The study on alternating different COVID-19 vaccines led by St Cross Member of Common Room Professor Matthew Snape has been expanded to young people aged 12 to 16 years. The study is expected to provide crucial information on the range of options for immunising teenagers against COVID-19 in the UK.
Participants can receive two COVID-19 vaccine doses in the study, in which case their first dose will be the Pfizer COVID-19 vaccine. Alternatively, those who have already received a dose of the Pfizer COVID-19 vaccine can be enrolled at the time of their second dose. All participants will receive as a second dose either a full dose or half dose of the Pfizer-BioNTech vaccine, a full dose of the Novavax vaccine or a half dose of the Moderna vaccine.
Professor Snape commented:
This is the latest in a series of studies such as COMCOV and COV-Boost that have looked at the ways different COVID-19 vaccines available in the UK can be used to generate the best and most durable immune response, in as safe a manner as possible.
Researchers will assess any side effects and immune system responses to these new combinations of vaccines.

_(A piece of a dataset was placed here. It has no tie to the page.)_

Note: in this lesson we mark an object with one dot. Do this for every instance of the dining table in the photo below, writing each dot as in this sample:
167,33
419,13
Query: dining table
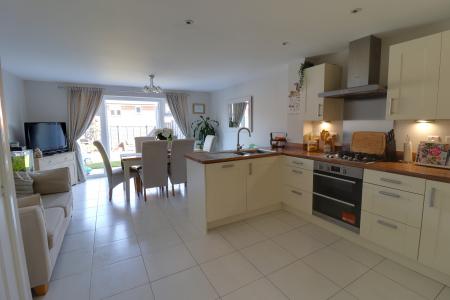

The Com-COV 3 trial seeks to recruit 360 volunteers. All those who are interested in volunteering can find out more about the study at comcovstudy.org.uk.
Preliminary results from the trials on mixing different COVID-19 vaccines have suggested that mild to moderate reactions are more frequent in administering one dose of the Pfizer/BioNTech vaccine followed by one of the Oxford-AstraZeneca, or vice versa.